Suppose we have a linear map T. T represents the change in position of a particle after a single time step in 2 dimensional euclidean space.
Suppose v_0 is our initial position with a value of v_0 = (0.5, 1).

In [10]:
T = np.array([[0.9, -1], [0.8, 0.35]])
print(T.shape)
v_0 = np.array([0.5, -1])
v_0.shape

(2, 2)


(2,)

Next we will take Tv_0 = v_1

In [14]:
v_1 = T@v_0
print(v_1)
v_2 = T@v_1
print(v_2)

# We can also get v_2 by multiplying TTv_0
v_2_alternate = T@T@v_0
print(v_2_alternate)

[1.45 0.05]
[1.255  1.1775]
[1.255  1.1775]


# Big Idea

What we notice is that for any time step n we wish to know the position of our particle, we can muliply by (T^n)v_0 to get the position vector.
If we wanted to learn the particles position say 1 million seconds from now
(roughly 11 days), multiplying T to the 1 millionth would take quite some time.

To address this intractability problem we can diagonalize the matrix T by setting all entries to zero aside from the main leading diagonal. By diagonalizing the matrix we significantly reduce the time complexity of the matrix multiplication operation.

When taking T^n for a diagonal matrix T. We simply take the diagonal entries to the nth power, see below.

In [16]:
# Create diagonal matrix D
D = np.array([[2, 0, 0], [0, 2, 0], [0, 0, 2]])
print(D.shape)

# D is 3x3 with 2's along the leading diagonal.
# We will quickly see that D^n is just each D_ii entry to the n.

# D^3, we expect all diagonal entries to be 2^3 = 8
print(D@D@D)

# What if T is not a diagonal matrix?

We use eigendecomposition to change to a basis in which our transformation T becomes a diagonal matrix.

We change to a basis known as an eigenbasis.

To build the eigenbasis conversion matrix we simply plugin each of our eigenvectors as columns.

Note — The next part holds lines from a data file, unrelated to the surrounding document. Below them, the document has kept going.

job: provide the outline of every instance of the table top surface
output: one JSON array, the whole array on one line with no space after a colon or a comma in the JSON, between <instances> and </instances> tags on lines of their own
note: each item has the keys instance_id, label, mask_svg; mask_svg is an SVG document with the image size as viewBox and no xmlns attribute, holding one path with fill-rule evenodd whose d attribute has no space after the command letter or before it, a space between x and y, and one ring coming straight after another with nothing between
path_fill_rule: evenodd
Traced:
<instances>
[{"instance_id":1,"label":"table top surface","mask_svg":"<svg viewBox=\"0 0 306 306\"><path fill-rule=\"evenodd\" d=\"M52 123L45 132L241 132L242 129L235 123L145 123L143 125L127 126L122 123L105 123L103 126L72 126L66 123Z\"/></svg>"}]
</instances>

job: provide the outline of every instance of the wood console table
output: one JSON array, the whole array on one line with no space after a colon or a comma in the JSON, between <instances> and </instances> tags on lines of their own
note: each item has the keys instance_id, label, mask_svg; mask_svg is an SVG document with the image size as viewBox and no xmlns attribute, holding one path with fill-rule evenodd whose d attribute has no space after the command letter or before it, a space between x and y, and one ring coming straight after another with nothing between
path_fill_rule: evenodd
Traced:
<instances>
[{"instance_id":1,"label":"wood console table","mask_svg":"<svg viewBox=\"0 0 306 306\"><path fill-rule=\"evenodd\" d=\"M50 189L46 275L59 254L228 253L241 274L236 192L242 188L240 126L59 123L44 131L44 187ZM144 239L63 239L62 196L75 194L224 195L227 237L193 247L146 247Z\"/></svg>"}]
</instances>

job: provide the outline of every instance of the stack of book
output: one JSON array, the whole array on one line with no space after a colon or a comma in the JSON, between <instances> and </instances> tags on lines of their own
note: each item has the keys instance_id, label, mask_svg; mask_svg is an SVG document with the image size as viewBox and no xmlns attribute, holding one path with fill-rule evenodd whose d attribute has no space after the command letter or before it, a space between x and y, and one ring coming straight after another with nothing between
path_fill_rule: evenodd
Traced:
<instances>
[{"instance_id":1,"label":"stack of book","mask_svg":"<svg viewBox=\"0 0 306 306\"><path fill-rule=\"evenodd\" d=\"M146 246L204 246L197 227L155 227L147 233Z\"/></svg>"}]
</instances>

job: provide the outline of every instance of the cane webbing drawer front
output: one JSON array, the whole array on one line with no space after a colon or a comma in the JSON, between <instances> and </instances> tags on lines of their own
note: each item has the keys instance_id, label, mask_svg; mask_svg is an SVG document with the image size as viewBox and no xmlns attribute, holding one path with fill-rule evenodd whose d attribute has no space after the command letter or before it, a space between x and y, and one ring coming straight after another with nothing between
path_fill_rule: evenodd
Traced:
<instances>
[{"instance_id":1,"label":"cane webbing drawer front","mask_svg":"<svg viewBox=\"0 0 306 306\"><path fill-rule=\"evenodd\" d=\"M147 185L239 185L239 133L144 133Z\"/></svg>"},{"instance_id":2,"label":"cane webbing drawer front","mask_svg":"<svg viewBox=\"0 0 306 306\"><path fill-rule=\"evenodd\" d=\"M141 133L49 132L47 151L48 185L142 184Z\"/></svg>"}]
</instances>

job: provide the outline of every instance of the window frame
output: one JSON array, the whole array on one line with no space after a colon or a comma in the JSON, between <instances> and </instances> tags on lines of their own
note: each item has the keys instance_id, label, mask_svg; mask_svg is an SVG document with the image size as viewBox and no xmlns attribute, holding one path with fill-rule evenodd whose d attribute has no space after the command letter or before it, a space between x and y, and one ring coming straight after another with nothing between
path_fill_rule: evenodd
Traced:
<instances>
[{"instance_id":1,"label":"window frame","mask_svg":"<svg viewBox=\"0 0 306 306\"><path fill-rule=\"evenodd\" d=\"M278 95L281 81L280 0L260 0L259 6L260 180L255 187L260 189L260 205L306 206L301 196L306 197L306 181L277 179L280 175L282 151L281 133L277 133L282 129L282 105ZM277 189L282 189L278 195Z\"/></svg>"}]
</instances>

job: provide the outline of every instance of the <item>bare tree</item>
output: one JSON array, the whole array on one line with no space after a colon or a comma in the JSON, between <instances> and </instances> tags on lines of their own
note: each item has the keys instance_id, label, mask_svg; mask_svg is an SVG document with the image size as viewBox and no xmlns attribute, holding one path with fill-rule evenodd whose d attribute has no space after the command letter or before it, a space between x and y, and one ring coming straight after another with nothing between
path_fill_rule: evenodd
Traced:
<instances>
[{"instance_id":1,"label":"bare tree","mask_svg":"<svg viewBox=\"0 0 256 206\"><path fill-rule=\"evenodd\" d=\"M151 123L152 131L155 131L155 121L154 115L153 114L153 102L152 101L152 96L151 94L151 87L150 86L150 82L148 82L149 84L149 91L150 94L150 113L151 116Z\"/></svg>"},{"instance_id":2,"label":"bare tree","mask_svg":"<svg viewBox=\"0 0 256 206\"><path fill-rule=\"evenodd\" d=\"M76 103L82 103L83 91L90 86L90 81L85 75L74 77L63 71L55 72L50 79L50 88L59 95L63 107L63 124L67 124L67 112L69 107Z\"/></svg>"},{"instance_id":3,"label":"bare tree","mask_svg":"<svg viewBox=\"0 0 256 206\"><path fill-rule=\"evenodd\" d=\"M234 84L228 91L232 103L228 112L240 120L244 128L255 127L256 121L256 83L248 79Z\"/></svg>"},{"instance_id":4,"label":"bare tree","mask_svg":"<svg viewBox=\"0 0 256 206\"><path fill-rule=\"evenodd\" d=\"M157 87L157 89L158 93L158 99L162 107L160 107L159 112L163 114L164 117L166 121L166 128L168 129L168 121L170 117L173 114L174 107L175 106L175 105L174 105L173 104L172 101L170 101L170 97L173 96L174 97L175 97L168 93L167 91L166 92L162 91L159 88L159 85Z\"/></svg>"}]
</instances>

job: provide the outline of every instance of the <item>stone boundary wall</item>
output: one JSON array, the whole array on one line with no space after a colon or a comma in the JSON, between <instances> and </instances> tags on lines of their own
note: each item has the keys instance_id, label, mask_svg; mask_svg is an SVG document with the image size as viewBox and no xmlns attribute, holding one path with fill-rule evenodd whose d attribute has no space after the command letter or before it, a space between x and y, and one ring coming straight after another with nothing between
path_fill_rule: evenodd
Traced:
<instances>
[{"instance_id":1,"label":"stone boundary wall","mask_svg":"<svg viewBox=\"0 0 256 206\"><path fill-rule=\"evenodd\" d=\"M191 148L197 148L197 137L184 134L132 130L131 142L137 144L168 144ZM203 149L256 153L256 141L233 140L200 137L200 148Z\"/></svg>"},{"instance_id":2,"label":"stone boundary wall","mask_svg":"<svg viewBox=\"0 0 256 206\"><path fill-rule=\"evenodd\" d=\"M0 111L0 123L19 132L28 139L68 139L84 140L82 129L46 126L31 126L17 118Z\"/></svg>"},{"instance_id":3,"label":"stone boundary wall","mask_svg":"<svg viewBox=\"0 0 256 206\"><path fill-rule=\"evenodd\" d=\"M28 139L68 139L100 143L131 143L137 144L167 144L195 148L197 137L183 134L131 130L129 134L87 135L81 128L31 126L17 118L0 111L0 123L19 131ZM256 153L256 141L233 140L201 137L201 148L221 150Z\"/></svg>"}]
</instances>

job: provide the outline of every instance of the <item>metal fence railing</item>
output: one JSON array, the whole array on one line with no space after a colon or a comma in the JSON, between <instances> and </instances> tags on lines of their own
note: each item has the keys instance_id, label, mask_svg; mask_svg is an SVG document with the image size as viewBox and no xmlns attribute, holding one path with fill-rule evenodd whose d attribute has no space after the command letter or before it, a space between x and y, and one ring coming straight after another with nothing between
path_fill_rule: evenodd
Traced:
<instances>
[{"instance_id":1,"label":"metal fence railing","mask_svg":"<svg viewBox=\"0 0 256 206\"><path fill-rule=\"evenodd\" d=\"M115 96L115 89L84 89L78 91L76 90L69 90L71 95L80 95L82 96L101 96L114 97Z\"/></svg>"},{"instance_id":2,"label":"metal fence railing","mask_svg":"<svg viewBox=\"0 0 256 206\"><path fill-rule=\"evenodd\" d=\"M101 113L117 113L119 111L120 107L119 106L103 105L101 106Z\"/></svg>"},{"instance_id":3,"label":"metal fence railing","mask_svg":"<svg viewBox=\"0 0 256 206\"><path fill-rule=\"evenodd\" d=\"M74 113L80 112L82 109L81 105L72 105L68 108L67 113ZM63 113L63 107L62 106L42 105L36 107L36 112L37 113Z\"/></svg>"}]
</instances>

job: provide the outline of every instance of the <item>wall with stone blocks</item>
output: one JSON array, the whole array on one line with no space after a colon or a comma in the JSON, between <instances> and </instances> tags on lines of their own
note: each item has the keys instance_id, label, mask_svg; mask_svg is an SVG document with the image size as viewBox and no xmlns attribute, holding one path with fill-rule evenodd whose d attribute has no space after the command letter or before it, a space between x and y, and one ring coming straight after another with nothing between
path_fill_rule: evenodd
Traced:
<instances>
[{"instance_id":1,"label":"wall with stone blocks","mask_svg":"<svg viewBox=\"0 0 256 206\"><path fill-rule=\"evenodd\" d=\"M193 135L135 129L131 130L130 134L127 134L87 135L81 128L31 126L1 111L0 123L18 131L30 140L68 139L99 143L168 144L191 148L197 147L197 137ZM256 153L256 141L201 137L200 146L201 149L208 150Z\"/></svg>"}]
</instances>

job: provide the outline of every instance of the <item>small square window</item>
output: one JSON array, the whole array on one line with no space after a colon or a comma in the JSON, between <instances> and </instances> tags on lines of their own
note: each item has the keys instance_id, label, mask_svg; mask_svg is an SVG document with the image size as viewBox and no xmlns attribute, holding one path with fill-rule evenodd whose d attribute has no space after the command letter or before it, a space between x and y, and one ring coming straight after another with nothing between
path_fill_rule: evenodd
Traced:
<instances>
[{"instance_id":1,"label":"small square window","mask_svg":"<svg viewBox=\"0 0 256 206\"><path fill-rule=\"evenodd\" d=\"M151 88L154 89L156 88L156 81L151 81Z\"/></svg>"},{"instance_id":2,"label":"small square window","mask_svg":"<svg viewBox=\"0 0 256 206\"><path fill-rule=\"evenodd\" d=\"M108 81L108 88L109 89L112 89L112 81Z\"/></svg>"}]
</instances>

C = (eigenvec_1^T, eigenvec_1^T, eigenvec_1^T) Note: this is a 3d example.
D = a diagonal matrix with the corresponding eigenvalues on the leading diagonal and zeros in all other entries.

Now we can form an expression for the eigendecomposition of some linear map T:

T = CDC^-1. And T^2 = CDC^-1CDC^-1 

Notice C^-1C is I since a matrix multiplied by its inverse yields the identity matrix. So we get:

T^2 = CDDC^-1 = CD^2C^-1

We can generalize this to applying n transformations of T:

T^n = CD^nC^-1

So to summarize, we change basis of T into its eigenbasis by applying a matrix composed of T's eigenvectors. Once in the new basis the map becomes simply a scaling which can be represented by a diagnoal matrix. After applying the scaling we perform a change of basis again taking T from its eigenbasis back to its original basis.

The final result is a decomposed form of some linear map T which allows us to compute n transformations without the significan computational cost of the original map.